I had a problem similar to Key sign problem. Maybe in that case the fix was easy, just supplying the secret key.
In my case this was a fresh install into a new Debian/sid system (so gpg2 is the default) and the failure happened during the propellor --init following the directions in the quick start at https://propellor.branchable.com/. During the --init I selected to create a gpg key. The message, after finally getting enough entropy and creating the gpg key, was: error:gpg failed to sign the data fatal: failed to write commit object
So it was frustrating that propellor didn't work out of the box and there were no hints what was wrong with signing commits in git (the error above is from git and doing git commit -S was enough to reproduce it).
The issue has to do with prompting for a passphrase in gpg2. If the agent is running and $GPG_TTY is set correctly you get a prompt and things will work. I was able to convince myself that if the agent wasn't running it would cause this error but it seems that gpg2 requires the agent and automatically starts it so I'm not sure how I managed that.
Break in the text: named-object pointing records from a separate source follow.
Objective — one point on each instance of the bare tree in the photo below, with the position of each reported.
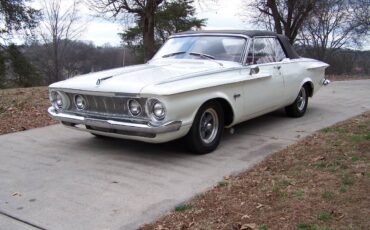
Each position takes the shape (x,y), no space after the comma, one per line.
(61,24)
(332,26)
(144,10)
(283,16)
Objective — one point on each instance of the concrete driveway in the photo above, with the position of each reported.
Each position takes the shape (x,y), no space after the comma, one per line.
(58,178)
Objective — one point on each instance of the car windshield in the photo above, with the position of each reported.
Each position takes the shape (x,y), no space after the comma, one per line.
(225,48)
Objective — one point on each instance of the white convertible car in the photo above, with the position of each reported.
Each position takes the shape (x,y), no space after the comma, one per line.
(198,83)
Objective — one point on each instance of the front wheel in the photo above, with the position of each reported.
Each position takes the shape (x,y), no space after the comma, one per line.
(206,131)
(299,106)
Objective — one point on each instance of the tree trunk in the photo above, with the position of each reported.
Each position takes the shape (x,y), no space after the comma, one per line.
(148,29)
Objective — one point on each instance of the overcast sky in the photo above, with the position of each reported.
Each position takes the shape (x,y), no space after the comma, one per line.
(224,15)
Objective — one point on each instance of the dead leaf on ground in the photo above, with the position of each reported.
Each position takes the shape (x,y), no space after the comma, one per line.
(251,226)
(246,217)
(319,158)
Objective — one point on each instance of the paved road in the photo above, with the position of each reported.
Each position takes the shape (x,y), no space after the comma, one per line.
(57,178)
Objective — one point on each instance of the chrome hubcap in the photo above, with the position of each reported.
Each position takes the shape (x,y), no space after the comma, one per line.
(208,126)
(301,102)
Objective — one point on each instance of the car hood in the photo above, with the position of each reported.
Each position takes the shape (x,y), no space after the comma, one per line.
(133,79)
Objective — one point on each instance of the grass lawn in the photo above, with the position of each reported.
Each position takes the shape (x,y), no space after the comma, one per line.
(321,182)
(24,108)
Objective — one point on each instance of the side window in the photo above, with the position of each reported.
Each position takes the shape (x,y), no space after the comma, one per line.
(265,50)
(280,54)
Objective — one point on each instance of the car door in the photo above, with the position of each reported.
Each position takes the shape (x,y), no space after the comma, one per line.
(264,88)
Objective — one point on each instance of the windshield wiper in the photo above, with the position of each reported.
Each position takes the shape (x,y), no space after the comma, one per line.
(202,55)
(207,56)
(173,54)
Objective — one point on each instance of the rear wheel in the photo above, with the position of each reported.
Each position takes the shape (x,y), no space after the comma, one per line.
(299,106)
(205,133)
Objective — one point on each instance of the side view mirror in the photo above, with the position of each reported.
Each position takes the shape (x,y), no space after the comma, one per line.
(254,70)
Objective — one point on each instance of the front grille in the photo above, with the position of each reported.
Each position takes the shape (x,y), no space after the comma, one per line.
(104,105)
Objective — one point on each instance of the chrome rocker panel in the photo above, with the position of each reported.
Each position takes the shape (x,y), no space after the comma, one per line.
(131,128)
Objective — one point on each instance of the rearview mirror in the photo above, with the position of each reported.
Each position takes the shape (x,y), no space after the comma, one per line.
(254,70)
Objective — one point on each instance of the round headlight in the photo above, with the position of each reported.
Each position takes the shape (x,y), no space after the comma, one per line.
(80,102)
(134,107)
(58,100)
(159,110)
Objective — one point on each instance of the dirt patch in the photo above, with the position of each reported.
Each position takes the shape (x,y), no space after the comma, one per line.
(24,108)
(321,182)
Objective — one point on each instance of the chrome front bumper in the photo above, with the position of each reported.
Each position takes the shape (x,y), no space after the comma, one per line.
(112,126)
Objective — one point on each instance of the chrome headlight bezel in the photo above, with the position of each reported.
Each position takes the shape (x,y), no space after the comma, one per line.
(59,100)
(79,106)
(155,104)
(138,105)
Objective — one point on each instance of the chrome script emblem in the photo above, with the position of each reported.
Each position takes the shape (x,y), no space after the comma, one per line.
(102,79)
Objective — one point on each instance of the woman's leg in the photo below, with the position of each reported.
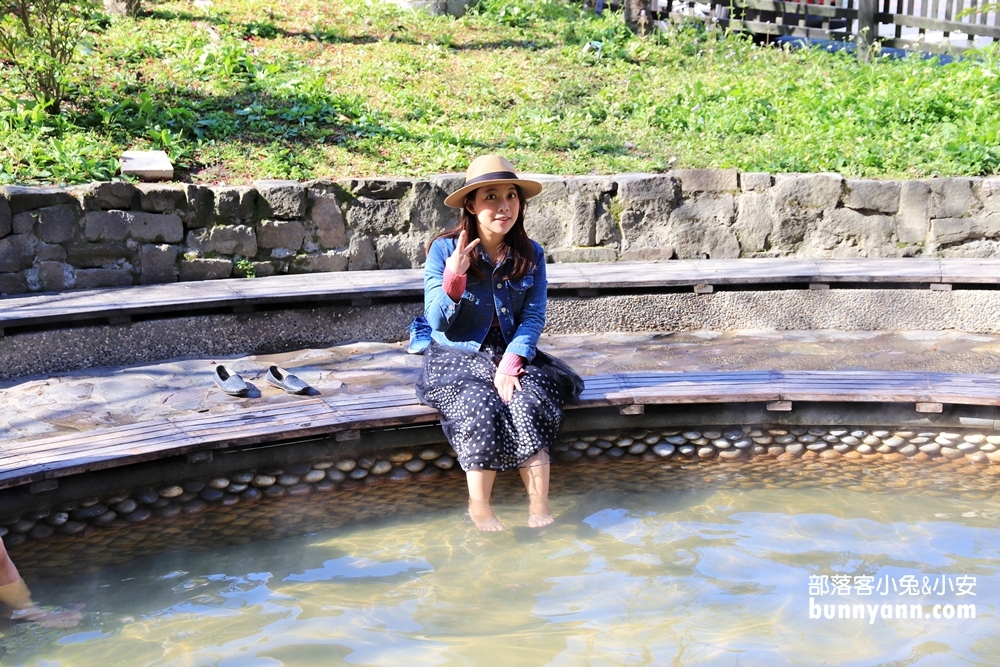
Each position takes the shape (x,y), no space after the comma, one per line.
(535,475)
(480,488)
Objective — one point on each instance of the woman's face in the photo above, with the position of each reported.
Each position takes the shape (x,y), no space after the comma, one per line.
(496,208)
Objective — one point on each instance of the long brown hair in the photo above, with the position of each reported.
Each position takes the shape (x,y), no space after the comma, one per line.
(516,244)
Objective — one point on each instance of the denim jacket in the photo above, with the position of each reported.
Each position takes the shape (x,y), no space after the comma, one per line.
(519,304)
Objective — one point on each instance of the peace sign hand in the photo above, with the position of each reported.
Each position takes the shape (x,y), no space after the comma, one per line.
(458,262)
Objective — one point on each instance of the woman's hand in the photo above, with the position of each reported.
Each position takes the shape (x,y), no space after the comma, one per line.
(458,262)
(506,385)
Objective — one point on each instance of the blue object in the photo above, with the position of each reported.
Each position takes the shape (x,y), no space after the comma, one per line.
(518,304)
(420,335)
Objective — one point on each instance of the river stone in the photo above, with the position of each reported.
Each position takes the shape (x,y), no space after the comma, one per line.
(139,515)
(72,528)
(57,518)
(86,513)
(415,465)
(104,519)
(381,467)
(314,476)
(126,506)
(264,481)
(211,495)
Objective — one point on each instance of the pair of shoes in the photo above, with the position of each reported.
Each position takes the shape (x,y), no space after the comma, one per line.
(420,335)
(282,379)
(230,382)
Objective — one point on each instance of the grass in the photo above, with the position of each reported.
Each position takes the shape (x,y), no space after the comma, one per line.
(243,89)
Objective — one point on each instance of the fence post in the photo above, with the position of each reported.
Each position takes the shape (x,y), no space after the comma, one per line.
(866,28)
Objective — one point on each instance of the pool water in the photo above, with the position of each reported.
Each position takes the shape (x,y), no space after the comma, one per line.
(696,565)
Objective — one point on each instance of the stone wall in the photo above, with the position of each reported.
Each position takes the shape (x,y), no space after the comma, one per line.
(115,234)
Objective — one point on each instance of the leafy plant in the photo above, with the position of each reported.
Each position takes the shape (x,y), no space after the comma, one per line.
(41,40)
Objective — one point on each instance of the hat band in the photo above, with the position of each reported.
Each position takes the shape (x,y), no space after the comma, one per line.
(493,176)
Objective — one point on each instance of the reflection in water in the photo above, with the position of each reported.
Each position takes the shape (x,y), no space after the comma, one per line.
(698,574)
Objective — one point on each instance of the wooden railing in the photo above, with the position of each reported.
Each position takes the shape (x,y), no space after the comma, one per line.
(936,26)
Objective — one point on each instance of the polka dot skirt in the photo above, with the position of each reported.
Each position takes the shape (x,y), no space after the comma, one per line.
(485,432)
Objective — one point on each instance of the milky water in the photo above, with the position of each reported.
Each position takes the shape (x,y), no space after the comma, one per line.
(710,576)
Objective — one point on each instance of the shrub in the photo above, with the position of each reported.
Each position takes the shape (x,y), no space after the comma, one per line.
(41,38)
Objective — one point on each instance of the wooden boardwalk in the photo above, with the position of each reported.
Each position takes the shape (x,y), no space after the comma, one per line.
(342,417)
(118,305)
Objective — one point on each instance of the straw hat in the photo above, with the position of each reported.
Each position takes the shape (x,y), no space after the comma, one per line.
(487,170)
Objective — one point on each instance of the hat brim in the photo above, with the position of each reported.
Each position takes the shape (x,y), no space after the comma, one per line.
(457,198)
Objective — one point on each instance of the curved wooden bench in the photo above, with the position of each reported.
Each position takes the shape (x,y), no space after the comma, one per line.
(342,417)
(118,305)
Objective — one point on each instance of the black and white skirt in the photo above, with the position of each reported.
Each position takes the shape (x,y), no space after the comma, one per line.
(485,432)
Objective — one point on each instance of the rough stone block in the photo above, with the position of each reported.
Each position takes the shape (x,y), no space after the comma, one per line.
(377,188)
(945,231)
(361,254)
(234,204)
(755,181)
(951,197)
(17,252)
(799,191)
(50,252)
(119,225)
(428,214)
(205,269)
(565,255)
(322,263)
(648,254)
(94,278)
(754,222)
(162,198)
(847,233)
(281,234)
(24,222)
(865,195)
(97,255)
(285,200)
(13,283)
(398,253)
(105,196)
(375,217)
(6,218)
(632,187)
(913,216)
(327,221)
(147,165)
(56,276)
(224,240)
(57,224)
(27,199)
(158,264)
(708,180)
(989,195)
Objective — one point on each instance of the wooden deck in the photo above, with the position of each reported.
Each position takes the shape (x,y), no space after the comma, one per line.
(118,305)
(342,417)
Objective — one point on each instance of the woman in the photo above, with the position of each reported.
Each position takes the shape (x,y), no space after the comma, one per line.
(484,297)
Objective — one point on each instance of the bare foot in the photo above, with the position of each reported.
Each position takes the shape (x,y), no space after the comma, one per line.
(483,516)
(539,514)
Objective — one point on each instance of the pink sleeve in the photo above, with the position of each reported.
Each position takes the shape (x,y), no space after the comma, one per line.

Initially I was trying propellor before I installed a desktop so I don't know what I had for the gpg agent or how it should have been prompting. There doesn't seem to be much help out there on gpg2 + git failures but I'll keep looking.
Dave
The bottom line on this is that gpg2 (via the agent and pinentry) doesn't prompt correctly when run from git. It does when run directly.
One fix is to set GPG_TTY before running propellor:
export GPG_TTY=$(tty)
or some such.Anything else that caches the pass phrase in the agent works too since that removes the need to prompt.